3 Things I Learned From My Daddy
I read on my son’s Facebook wall that some think Father’s Day is the most hated holiday of all. That is really unfortunate. Don’t get me wrong, I am sure that many people have a right to feel this way because of the behavior or lack thereof of some fathers. However, the cancer of unforgiveness will likely be more detrimental to the person harboring it than the person directed at.
I have many things that I could hate my father for. In fact, I did for many years. Despite that, I came to forgive my father for what he did and didn’t do for me. Through that, I realized that my father taught me many lessons. These lessons were not taught per se, but “caught”. He was a man of few words -at least at home.
The biggest lesson that I caught from my father is humility. Growing up, he irritated me by always being so lowly. He always thought of others higher than himself. I now believe that life had taught him to be humble. He experienced many devastating things in his life and his reaction was humility. I am now trying to cultivate that value.

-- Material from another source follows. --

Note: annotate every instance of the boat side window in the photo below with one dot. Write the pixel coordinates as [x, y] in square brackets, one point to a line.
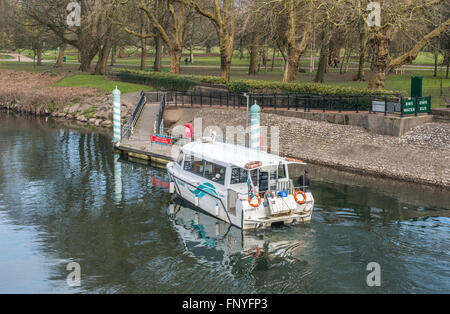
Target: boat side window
[193, 165]
[214, 172]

The second biggest lesson is service to others. I grew up an only child which meant that YES I am spoiled! I am working through that one too! Even so, as I was growing up, I observed the many acts of service that my Dad performed on a regular basis.
He (a very short list):
- Mowed the laws of a few widows in our neighborhood FREE for over 15 years!
- Gave the coat off his back for the man of the house of a family who lost everything in a fire and it was snowing at the time.
- Regularly welcomed complete strangers in need in our home for a meal or even a place to stay temporarily.
- Started a scholarship fund for incoming freshman attending college.
3. BELIEVE IN YOURSELF
The third and perhaps the most important is to believe in yourself AND be yourself. My father was pretty eclectic. He had some pretty funny peculiarities. Even so, he did not care what people thought of him and if he had in his mind to do something — he did it! No matter how ‘out of the norm’ it was.
How about you? What valuable lessons did your Dad teach you? Or, if your Dad was not present in your life, what have you learned in spite of that reality? How has it changed you for the better? How has it inhibited you — if so — what are you doing to make up for it? What positive trait did your father figure have in your life?